The game received mixed to positive reviews. Reviewing the Genesis version, Next Generation commented that where the previous year's Quarterback Club had suffered from having no players' license or tracking of stats, Quarterback Club '96 fixed those problems and ranked alongside Madden NFL '96 and Prime Time NFL '96 as one of the best football simulators. They criticized the graphics but felt that the passing mechanics were better than in any other football video game, due to the ability to "actually drop back in the pocket and wait for an open receiver." GamePro judged it a great game in most respects, citing the comprehensive stats, broad camera view, sharp sprites, voicing, Hyper Audibles feature, and "intelligently constructed" practice mode. However, they felt the weak opponent A.I. even at the highest difficulty level to be a crippling flaw which, while amusing in some respects, would turn off hardcore football gamers. They later reviewed the Super NES version, saying that it "essentially mirrors the Genesis game with a similarly offensive-minded A.I. but slightly slower player speed." They again discussed the weak A.I. but was more forgiving of it this time, recommending that players use the competitive multiplayer mode. Next Generation reviewed the Genesis version of the game again, rating it three stars out of five, and stated that "Quarterback Club '96 is, in essence, your average football game. Not brilliant, not bad."

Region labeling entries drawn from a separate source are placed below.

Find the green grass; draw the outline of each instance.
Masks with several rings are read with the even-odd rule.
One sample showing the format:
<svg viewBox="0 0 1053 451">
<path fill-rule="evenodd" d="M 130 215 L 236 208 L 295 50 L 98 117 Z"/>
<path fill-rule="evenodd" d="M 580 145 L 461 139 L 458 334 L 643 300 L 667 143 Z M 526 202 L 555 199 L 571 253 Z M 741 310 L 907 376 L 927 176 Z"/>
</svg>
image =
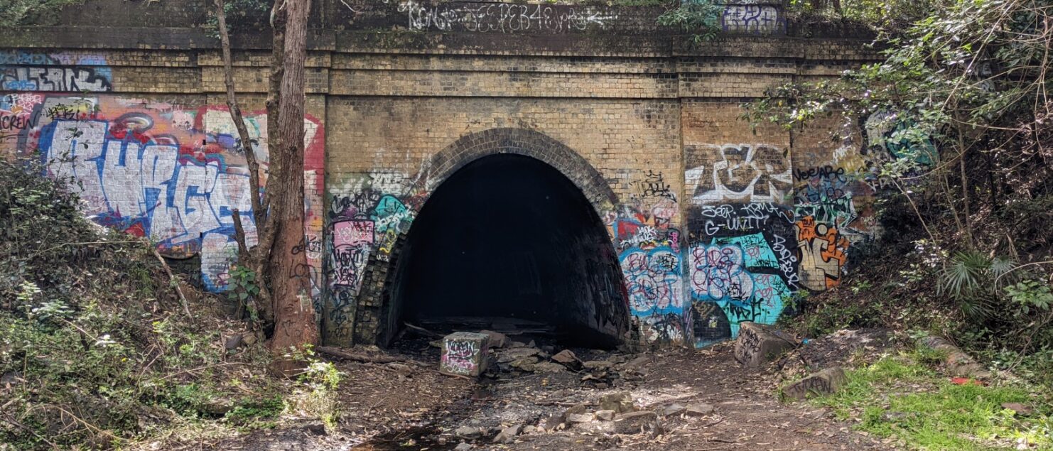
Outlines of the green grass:
<svg viewBox="0 0 1053 451">
<path fill-rule="evenodd" d="M 850 370 L 841 390 L 812 401 L 856 421 L 860 431 L 893 438 L 908 449 L 1015 449 L 1018 439 L 1026 439 L 1029 449 L 1053 449 L 1048 394 L 1022 386 L 954 385 L 920 362 L 929 358 L 919 352 L 900 354 Z M 1002 403 L 1020 403 L 1035 413 L 1016 415 Z"/>
</svg>

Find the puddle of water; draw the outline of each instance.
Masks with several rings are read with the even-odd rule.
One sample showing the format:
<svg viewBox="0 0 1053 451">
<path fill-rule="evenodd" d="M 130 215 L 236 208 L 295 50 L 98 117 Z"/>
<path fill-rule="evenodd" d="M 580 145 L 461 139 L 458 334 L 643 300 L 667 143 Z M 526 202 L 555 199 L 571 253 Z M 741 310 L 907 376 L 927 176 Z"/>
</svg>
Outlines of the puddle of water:
<svg viewBox="0 0 1053 451">
<path fill-rule="evenodd" d="M 452 444 L 439 444 L 437 438 L 439 430 L 436 428 L 422 427 L 410 428 L 401 431 L 389 432 L 377 435 L 370 442 L 355 446 L 352 450 L 358 451 L 449 451 L 454 449 L 460 442 L 453 439 Z"/>
</svg>

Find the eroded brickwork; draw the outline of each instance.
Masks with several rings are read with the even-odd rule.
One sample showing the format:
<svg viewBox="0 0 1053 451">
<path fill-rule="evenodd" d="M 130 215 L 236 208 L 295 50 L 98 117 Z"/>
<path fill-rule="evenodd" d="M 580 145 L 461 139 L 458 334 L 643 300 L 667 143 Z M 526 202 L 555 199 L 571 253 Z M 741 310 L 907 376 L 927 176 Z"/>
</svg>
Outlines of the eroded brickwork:
<svg viewBox="0 0 1053 451">
<path fill-rule="evenodd" d="M 94 32 L 0 41 L 0 151 L 76 178 L 97 221 L 199 256 L 202 280 L 222 290 L 232 211 L 247 213 L 251 194 L 216 43 L 195 26 L 205 5 L 162 2 L 162 34 L 163 20 L 130 17 L 145 6 L 103 18 L 113 5 L 100 2 L 85 13 L 106 25 Z M 396 262 L 414 218 L 488 155 L 539 159 L 582 191 L 611 255 L 574 264 L 590 277 L 615 261 L 623 288 L 622 305 L 582 305 L 615 313 L 582 316 L 596 330 L 631 322 L 624 339 L 647 345 L 704 346 L 740 321 L 772 322 L 794 293 L 836 286 L 875 233 L 859 124 L 791 134 L 738 119 L 769 87 L 873 59 L 865 40 L 786 36 L 796 28 L 777 5 L 729 5 L 726 35 L 688 45 L 645 7 L 347 4 L 315 12 L 306 77 L 304 248 L 329 344 L 397 329 Z M 265 42 L 243 37 L 235 53 L 261 157 Z"/>
</svg>

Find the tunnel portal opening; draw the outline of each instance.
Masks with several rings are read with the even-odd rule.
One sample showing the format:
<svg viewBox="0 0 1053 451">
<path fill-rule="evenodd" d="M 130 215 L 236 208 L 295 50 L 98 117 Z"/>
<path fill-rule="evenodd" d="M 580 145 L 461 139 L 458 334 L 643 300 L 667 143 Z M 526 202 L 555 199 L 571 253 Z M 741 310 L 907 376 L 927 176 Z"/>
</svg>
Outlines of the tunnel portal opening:
<svg viewBox="0 0 1053 451">
<path fill-rule="evenodd" d="M 414 219 L 395 274 L 391 314 L 400 326 L 594 348 L 618 345 L 629 330 L 602 221 L 559 171 L 522 155 L 482 157 L 440 184 Z"/>
</svg>

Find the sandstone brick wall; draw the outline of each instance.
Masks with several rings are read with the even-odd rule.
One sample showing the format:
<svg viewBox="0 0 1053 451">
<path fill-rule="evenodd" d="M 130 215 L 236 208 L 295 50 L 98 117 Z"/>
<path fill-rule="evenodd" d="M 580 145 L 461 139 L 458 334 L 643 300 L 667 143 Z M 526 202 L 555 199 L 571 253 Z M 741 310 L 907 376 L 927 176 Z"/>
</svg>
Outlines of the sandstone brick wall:
<svg viewBox="0 0 1053 451">
<path fill-rule="evenodd" d="M 161 2 L 161 19 L 100 1 L 58 23 L 106 26 L 0 41 L 0 152 L 80 179 L 96 220 L 200 256 L 205 285 L 221 290 L 231 210 L 247 212 L 249 193 L 216 42 L 194 26 L 204 6 Z M 793 293 L 838 283 L 852 246 L 874 233 L 858 124 L 791 134 L 737 119 L 773 85 L 873 59 L 863 40 L 782 36 L 792 24 L 744 7 L 729 9 L 719 40 L 688 45 L 652 8 L 340 3 L 313 15 L 304 119 L 305 249 L 327 342 L 394 330 L 416 213 L 453 171 L 496 153 L 538 158 L 581 189 L 644 344 L 704 346 L 739 321 L 774 321 Z M 477 13 L 450 21 L 451 7 Z M 760 23 L 772 27 L 750 28 Z M 264 155 L 266 39 L 236 41 Z M 853 138 L 832 140 L 839 131 Z"/>
</svg>

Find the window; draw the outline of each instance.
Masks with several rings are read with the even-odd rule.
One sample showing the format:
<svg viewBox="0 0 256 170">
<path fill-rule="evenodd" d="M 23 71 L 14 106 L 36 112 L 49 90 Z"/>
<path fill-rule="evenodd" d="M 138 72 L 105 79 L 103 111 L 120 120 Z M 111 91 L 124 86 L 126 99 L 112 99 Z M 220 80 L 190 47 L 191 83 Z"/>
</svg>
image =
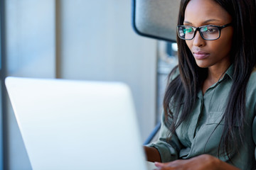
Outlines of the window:
<svg viewBox="0 0 256 170">
<path fill-rule="evenodd" d="M 4 130 L 6 127 L 4 118 L 4 101 L 5 101 L 5 90 L 4 90 L 4 0 L 0 0 L 0 169 L 6 169 L 4 160 L 4 154 L 5 153 L 4 147 Z"/>
</svg>

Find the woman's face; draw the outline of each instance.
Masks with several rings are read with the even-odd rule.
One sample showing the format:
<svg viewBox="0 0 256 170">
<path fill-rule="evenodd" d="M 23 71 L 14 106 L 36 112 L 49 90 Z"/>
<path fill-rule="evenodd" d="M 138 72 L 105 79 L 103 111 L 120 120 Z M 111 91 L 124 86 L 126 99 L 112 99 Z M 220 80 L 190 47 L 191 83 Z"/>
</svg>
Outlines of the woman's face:
<svg viewBox="0 0 256 170">
<path fill-rule="evenodd" d="M 213 0 L 191 0 L 186 8 L 183 25 L 194 27 L 223 26 L 231 21 L 231 16 Z M 205 40 L 196 31 L 193 39 L 186 40 L 198 67 L 226 68 L 230 65 L 233 28 L 228 26 L 220 33 L 218 40 Z"/>
</svg>

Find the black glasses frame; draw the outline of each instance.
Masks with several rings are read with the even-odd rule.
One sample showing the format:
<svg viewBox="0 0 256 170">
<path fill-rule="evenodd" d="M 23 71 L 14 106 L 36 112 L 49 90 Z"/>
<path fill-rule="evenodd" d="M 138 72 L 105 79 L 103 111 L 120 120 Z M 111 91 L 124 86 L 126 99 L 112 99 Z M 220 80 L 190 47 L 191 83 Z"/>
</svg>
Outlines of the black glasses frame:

Reviewing the Saturn version, Rob Allsetter of Sega Saturn Magazine praised the multiple camera angles and the multi-player mode, criticized the miraculously perfect enemy teams in one-player mode, and concluded "while it sticks trenchantly to the familiar 16-bit formula, it is nevertheless an expansive and entertaining game." Maximum commented that the graphics of the Saturn version are significantly improved from the "16-bit versions" and that the historic mode is very innovative. They concluded that "you can't deny that Acclaim have managed to include just about everything needed to make American football, well, American football. It also plays very smoothly too, and manages to be entertaining without being too fussy." GamePro strongly objected to the game's depiction of professional football, commenting that "QB Club '96 has so many careless errors that its creators appear unfamiliar with football." They further criticized the "jerky" player control and slowdown. They acknowledged that the gameplay is "decent" and has a large number of modes and features, but ultimately chose to not recommend the game.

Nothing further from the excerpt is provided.